Both anorexia and bulimia are more common disorders in young women – especially in adolescents – but they can also affect men and women in all age groups.
Treatment is based on an individual clinical investigation and varies according to the severity of the condition, the patient’s history and how long the symptoms have been present. The psychologist and the nutritionist are essential professionals at this moment, both acting in the resignification of the patient’s relationship with his body and in a balanced dietary reeducation.
“Eating disorders have a multifactorial origin that involves genetic, sociocultural, psychological issues, etc. Thus, multidisciplinary treatment with a clinical doctor and/or psychiatrist, nutritionist and psychologist is required. Without psychological treatment, there is no overcoming the factors that led to the development of the disorder, there is also less adherence to treatment ”.

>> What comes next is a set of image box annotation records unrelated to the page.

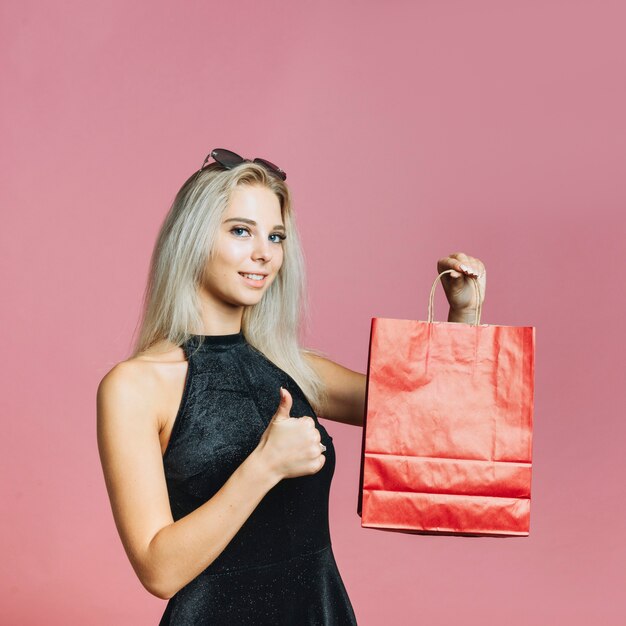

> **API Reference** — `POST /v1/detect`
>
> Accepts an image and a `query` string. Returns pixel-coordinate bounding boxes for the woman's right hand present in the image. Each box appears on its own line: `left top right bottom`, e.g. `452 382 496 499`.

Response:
256 387 326 480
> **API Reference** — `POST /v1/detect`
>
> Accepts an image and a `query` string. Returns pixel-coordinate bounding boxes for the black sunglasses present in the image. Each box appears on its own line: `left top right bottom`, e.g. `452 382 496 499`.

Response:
198 148 287 180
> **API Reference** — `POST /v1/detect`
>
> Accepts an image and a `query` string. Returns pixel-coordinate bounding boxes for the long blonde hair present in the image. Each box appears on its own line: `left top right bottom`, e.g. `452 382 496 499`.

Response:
131 163 327 413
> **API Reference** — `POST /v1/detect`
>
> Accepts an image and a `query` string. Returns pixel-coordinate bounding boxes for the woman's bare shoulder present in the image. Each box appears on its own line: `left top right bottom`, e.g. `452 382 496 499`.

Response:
98 341 186 408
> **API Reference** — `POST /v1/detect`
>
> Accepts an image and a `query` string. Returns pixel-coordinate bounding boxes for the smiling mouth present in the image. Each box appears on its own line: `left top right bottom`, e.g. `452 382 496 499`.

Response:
239 272 267 285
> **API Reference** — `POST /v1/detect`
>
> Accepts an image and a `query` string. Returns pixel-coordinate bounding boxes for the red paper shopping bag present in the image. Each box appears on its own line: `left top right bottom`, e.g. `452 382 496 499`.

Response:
357 270 535 536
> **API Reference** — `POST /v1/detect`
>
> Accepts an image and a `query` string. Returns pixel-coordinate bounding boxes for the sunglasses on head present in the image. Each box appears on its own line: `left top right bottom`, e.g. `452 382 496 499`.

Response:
198 148 287 180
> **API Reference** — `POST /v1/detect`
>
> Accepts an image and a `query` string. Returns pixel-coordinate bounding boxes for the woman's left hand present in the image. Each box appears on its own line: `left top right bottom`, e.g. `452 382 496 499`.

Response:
437 252 487 315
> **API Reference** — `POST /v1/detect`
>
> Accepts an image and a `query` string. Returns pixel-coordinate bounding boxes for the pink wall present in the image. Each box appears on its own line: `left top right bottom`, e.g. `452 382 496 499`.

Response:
0 0 626 626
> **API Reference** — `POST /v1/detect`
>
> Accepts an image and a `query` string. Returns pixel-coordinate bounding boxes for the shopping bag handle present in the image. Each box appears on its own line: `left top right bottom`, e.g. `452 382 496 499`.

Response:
428 270 482 326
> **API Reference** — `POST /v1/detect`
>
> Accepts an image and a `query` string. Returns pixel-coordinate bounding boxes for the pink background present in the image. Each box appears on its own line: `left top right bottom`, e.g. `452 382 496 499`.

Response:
0 0 626 626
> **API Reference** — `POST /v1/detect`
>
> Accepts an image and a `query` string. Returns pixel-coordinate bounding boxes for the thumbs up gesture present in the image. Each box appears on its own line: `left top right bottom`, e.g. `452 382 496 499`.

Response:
257 387 326 480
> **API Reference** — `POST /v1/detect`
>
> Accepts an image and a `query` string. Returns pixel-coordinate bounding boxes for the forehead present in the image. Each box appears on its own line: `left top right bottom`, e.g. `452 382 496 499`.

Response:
224 185 281 220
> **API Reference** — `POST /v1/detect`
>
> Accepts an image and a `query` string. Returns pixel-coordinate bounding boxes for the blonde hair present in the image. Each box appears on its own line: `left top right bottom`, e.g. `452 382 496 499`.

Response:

Family members also receive guidance on how to care for the person being treated, acting together with the medical team, in search of a better quality of life for the patient. Eating disorders can seriously impact the health of the body, so they need adequate and humanized treatment.
Important: People with an active medical diagnosis of anorexia or bulimia nervosa are not able to start the WW Weight Watchers program. However, a history of anorexia or bulimia nervosa in adolescence does not prohibit you from joining the Weight Watchers program – as long as your doctor considers that you are recovered.